Meet DeepSeek V4 Pro and Flash
DeepSeek V4 Pro – for advanced reasoning and complex workflows
DeepSeek V4 Pro is designed for high-precision tasks that require strong reasoning and deeper context understanding.
Best suited for:
- Multi-step reasoning and analysis
- Complex coding and debugging workflows
- Long-document understanding and synthesis
- Agentic workflows requiring planning and decision-making
Key benefits:
- Strong reasoning performance for complex tasks
- High-quality outputs for enterprise-grade use cases
- Ideal for “high-stakes” workloads where accuracy matters most
DeepSeek V4 Flash – for speed and scale
DeepSeek V4 Flash is optimized for low latency and high-throughput scenarios, making it ideal for real-time and cost-sensitive applications.
Best suited for:
- Chat and conversational experiences
- High-volume content generation
- Classification, summarization, and extraction
- Real-time copilots and assistants
Key benefits:
- Fast response times
- Cost-efficient at scale
- Optimized for production workloads with high concurrency
One platform, multiple models built for production
Both DeepSeek V4 Pro and Flash are available through Microsoft Foundry’s unified platform, so you can:
- Access both models through a single API and endpoint
- Easily switch between models based on workload needs
- Route intelligently across models for cost and performance optimization
- Evaluate and compare models using your own data
- Deploy with enterprise-grade governance and security built in
This means you can move from experimentation to production without re-architecting your system.
Build smarter systems with model choice
In practice, most production systems benefit from using multiple models together:
- Use DeepSeek V4 Flash for high-volume, real-time interactions
- Route complex queries to DeepSeek V4 Pro for deeper reasoning
- Combine both in agentic workflows to balance cost and quality dynamically
With Microsoft Foundry, this orchestration becomes seamless—enabling teams to build more efficient and resilient AI systems.
Enterprise-ready by design
DeepSeek models in Microsoft Foundry inherit the platform’s enterprise-grade capabilities:
- Security and compliance controls to meet organizational requirements
- Built-in content safety and governance
- Observability and monitoring for usage, latency, and cost
- Flexible deployment options aligned to your infrastructure needs
This ensures you can adopt new models without compromising on trust or control.
Pricing
| Model | Input (1M tokens) | Output (1M tokens) |
| DeepSeek V4 Flash | $1.03 | $4.12 |
| DeepSeek V4 Pro | TBD | TBD |
Getting started
DeepSeek V4 Flash is now available in Microsoft Foundry.
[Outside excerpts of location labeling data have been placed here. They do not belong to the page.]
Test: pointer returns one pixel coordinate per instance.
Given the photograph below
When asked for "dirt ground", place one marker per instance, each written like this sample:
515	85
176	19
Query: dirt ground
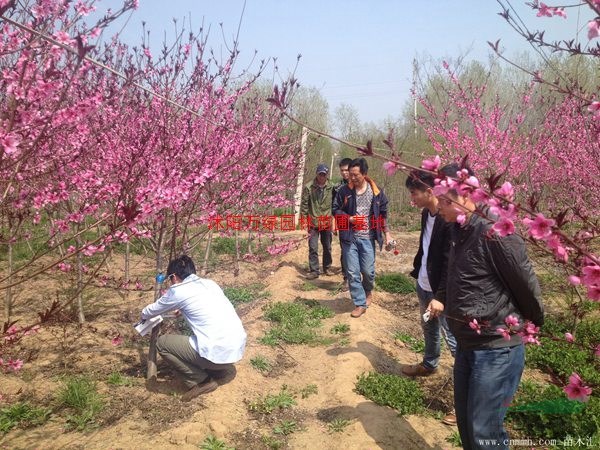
140	419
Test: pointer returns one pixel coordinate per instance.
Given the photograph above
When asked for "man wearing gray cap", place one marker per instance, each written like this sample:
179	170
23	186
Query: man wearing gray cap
316	204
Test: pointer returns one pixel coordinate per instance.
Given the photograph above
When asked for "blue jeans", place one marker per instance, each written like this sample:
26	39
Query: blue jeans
431	331
313	249
359	257
484	384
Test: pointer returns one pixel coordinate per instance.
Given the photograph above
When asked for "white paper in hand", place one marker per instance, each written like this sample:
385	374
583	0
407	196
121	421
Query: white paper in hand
144	326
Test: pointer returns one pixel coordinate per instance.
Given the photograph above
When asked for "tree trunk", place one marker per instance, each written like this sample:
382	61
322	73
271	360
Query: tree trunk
152	370
8	298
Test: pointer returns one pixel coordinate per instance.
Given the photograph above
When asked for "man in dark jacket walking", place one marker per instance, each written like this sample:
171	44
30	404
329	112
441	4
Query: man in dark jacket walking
491	285
429	269
316	204
360	210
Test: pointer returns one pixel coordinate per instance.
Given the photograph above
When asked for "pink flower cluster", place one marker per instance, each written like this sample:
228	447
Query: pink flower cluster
549	11
576	390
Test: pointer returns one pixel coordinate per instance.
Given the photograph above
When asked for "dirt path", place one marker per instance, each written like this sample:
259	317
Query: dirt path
140	419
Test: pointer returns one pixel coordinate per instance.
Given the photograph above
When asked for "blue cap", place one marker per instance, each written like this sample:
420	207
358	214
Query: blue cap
322	168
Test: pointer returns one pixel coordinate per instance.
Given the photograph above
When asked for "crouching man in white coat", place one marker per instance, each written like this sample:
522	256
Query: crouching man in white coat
218	338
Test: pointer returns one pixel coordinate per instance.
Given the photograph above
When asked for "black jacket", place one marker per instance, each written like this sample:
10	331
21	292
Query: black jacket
344	204
437	257
489	278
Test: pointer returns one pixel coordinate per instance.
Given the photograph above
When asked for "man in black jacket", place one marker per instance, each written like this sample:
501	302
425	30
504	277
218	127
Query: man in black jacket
491	287
430	267
360	210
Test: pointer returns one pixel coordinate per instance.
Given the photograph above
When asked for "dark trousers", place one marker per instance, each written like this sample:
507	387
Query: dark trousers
313	249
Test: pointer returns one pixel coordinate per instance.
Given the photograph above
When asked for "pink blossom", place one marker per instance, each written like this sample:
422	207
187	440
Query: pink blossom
560	12
505	191
63	38
9	143
504	227
593	29
594	292
504	332
475	326
64	267
390	168
479	195
529	334
560	251
591	275
576	390
431	164
540	227
544	10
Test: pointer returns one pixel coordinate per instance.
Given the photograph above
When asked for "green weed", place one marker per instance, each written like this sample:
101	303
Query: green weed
22	415
296	323
340	328
212	443
79	394
271	402
338	425
416	345
308	390
400	393
260	363
395	283
285	427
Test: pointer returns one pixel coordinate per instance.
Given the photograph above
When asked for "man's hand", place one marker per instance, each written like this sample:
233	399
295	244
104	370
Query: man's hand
436	308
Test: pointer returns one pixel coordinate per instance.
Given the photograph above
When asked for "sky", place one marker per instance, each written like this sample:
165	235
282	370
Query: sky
355	52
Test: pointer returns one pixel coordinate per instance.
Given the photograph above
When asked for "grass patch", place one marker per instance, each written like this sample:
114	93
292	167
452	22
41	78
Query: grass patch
454	439
562	358
416	345
338	425
397	392
340	328
285	427
261	363
395	283
80	396
296	323
118	379
544	410
271	402
213	443
246	294
22	415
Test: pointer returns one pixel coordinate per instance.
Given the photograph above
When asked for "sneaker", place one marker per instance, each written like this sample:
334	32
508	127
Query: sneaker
417	370
358	311
202	388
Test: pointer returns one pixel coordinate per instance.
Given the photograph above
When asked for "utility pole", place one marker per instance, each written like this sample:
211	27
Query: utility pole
415	94
300	183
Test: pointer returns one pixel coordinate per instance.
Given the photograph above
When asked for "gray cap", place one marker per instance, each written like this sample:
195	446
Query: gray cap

DeepSeek V4 Pro will be available soon.
You can:
- Explore both models in the Foundry model catalog
- Evaluate them using your own datasets
- Start building and deploying applications in minutes
AI is no longer about choosing a single “best” model.
It’s about building systems that intelligently balance quality, speed, and cost.
With DeepSeek V4 Pro and Flash in Microsoft Foundry, you get the flexibility to do exactly that—on a platform designed for enterprise-scale AI.